Eine nach § 3 Abs. 1 Betriebsrentengesetz unverfallbare Anwartschaft kann allerdings nach § 1 b Abs. 1 bis 3 und 5 Betriebsrentengesetz nach Maßgabe der Absätze 2 bis 6 abgefunden werden. Dieses betrifft aber nicht Vereinbarungen, die dem Arbeitnehmer bis zum Eintritt des Versorgungsfalles ein Wahlrecht einräumen, ob er eine Kapitalzahlung oder eine laufende Leistung in Anspruch nehmen will.
Nach § 3 Abs. 2 Betriebsrentengesetz kann der Arbeitgeber, um unverhältnismäßigen Verwaltungsaufwand zu vermeiden, eine Klein-Anwartschaft beziehungsweise eine Klein-Rente ohne Zustimmung des Arbeitnehmer oder seiner Hinterbliebenen abfinden, wenn deren Monatsbetrag 1% der monatlichen Bezugsgröße nach § 18 Sozialgesetzbuch IV nicht überschreitet.
Das Abfindungsverbot des § 3 Betriebsrentengesetz ist nicht anwendbar, wenn die betrieblichen Altersversorgung lediglich umgestaltet wird und die neuen Versorgungsleistungen wirtschaftlich gleichwertig sind. Dabei kommt es auf den durch Auslegung zu ermittelnden Inhalt der getroffenen Vereinbarungen an.
6.8. Erlöschen der verfallbaren Anwartschaft
Die verfallbare Versorgungsanwartschaft erlischt mit dem Ausscheiden des Arbeitnehmers aus dem Unternehmen.

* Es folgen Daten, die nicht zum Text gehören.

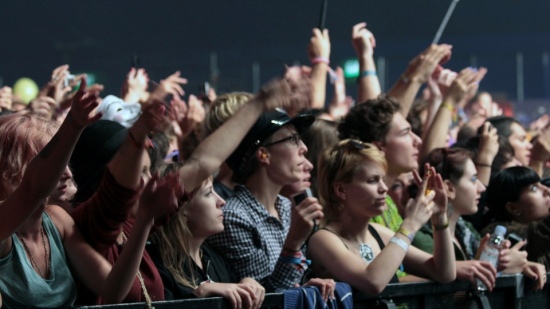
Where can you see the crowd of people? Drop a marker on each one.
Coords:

Unterlag das Arbeitsverhältnis dem Bestandsschutz des Kündigungsschutzgesetz, so kann der Wert der verfallbaren Anwartschaft im Rahmen der Abfindungsbemessung nach §§ 9, 10 Kündigungsschutzgesetz berücksichtigt werden.
6.9. Übertragung der Anwartschaft § 4 BetrAVG
So wie bei der Abfindung besteht für die Übertragung gemäß § 4 Abs. 1 Betriebsrentengesetz ebenfalls ein grundsätzlich Übertragungsverbot, was sich jedoch nur auf unverfallbare Anwartschaften bezieht. Der Begriff der Übertragung wird vom Gesetz sowohl als Oberbegriff als auch als Unterfall verwendet, und zwar in der Weise, dass zwischen der Übernahme und der Übertragung im engeren Sinne unterschieden wird. Überdies ist zwischen der für die Arbeitgeber freiwilligen und gesetzlich zwingenden Übertragung zu unterscheiden, wobei die Erteilung eine wertgleichen Zusage durch den neuen Arbeitgeber voraussetzt. Die Übertragung von Anwartschaften ist formfrei möglich.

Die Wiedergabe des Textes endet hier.